Sans réellement suivre le cours des choses, je me retrouve nue. Nue et vacante, n'attendant plus que lui pour venir me remplir. Ash me dépose sur le bitume, directement sur le sol recouvert de nos vêtements. C'est désagréable, mais c'est aussi excitant. Son dos à la musculature inébranlable me surplombe, son visage me fait face et son rictus s'accentue.

Je détourne les yeux de lui alors que sa queue vient me pénétrer. Elle est comme lui. Imposante, raide et libre. Mon corps goutte à lui et presque immédiatement, en redemande. Je m'agrippe à ses épaules, me cambre, ferme les yeux. Ses coups de reins m'ébahissent, ils me vident et m'emplissent, me nourrissent et me dessèchent à la fois.

J'ai l'eau à la bouche sans plus avoir de salive, j'ai la langue glacée et l'entrejambe en feu.

Tout mon être n'est qu'un hamac de choses que je ne contrôle pas. Autant mes cris que mes pulsions, autant le plaisir que l'abomination. J'ai l'habitude de me faire prendre par un autre corps, mais je n'ai pas l'habitude que le mien en éprouve ce qui s'apparente à de l'aise. C'est ça en fait. Je me sens entière, à ce moment. Et c'est carrément flippant.

Je ferme les paupières pour m'empêcher de voir ce que reflètent ses yeux lorsqu'ils me dévisagent.

L'espoir qui les constitue et dont je ne suis plus du tout affublée.

La passion et la possession. La victoire, aussi, celle d'avoir su obtenir mes faveurs après seulement quelques jours.

Mon crâne ne fait plus qu'un avec le béton, rasant celui-ci à chaque coup de bassin. Mon souffle devient difficile, l'électricité grimpe dans chacune de mes neurones, et le dernier choc vient m'arracher un cri de contentement pur et simple.

Je laisse quelques secondes s'effiler en tentant de reprendre une respiration normale. En essayant de me reprendre, normalement.

Mes yeux se rouvrent doucement. Et pendant un millième de seconde, c'est lui que je vois. Craig. Ce squale qui provoque un ras de marée dans mon être à chaque fois qu'il le croise. Mon corps en devient douloureux, mes muscles tremblants. Je pousse Ash en retrouvant ses yeux et me lève en enfilant mes vêtements rapidement pendant que, les sourcils haussés, il tente de me déchiffrer.

— Ça va ?

Son air malicieux me perturbe. Il ne s'en défait jamais, même pas lorsqu'il se fait planter juste après la baise. Il se gratte le menton en me détaillant, puis se baisse pour attraper son boxer et me cacher de la vue agréable de sa nudité.

— Ouais, lâché-je, désormais penaude.

Être libre, ça a un prix. La culpabilité est le premier.

Après s'être senti ainsi, il faut être capable de l'assumer. Et ça... je n'y suis pas encore prête. Je déglutis, bien trop durement pour ce que soit naturel, puis me retourne afin de le quitter.

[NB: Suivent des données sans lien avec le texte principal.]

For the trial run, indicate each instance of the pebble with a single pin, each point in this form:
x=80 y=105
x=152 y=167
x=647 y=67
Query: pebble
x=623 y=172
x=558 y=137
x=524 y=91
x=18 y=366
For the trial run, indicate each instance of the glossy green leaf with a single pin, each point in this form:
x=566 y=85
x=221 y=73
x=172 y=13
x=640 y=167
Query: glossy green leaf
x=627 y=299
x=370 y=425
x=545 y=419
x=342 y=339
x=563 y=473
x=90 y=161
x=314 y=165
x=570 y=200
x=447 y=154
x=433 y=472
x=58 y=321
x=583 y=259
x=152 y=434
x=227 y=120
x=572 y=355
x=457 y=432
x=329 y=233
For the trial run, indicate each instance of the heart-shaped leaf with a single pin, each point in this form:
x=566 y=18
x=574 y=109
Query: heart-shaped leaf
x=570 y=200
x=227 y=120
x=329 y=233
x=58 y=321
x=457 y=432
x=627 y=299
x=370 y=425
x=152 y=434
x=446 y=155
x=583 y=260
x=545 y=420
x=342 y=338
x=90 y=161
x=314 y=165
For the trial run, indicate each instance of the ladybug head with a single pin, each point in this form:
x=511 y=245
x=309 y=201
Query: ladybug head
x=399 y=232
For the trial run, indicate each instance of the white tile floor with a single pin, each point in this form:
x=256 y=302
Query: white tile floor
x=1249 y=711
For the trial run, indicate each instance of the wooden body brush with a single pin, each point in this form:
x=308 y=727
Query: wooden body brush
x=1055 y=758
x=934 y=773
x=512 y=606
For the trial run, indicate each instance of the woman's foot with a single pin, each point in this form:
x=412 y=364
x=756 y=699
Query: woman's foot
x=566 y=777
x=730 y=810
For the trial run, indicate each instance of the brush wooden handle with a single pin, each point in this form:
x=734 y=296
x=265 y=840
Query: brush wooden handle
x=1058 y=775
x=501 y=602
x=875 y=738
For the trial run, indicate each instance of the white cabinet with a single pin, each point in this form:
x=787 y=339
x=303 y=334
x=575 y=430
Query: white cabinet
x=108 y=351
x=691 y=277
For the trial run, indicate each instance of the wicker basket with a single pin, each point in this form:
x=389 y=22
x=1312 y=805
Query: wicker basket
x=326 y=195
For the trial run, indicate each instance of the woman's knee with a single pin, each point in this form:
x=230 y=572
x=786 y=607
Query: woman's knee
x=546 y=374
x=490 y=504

— Tu ne vas pas partir maintenant ?

Je ne réponds pas. Évidemment que je vais m'en aller. Rester ici, devant lui, pour lui dévoiler plus que mon corps serait inimaginable. Et carrément imprévisible.

De ce côté, je crois que j'ai ma dose pour ce soir. L'imprévisible me fait peur et pour cause, le bleu autour de mon œil en témoigne. Alors, sans me retourner, je poursuis mon avancement. Je claque la porte derrière moi, et puis, je descends les escaliers grisâtres de béton.

Ces mêmes escaliers que j'avais empruntés dans l'espoir d'en finir.

Et ces mêmes escaliers que je dévale maintenant avec l'étrange sentiment d'un nouveau commencement.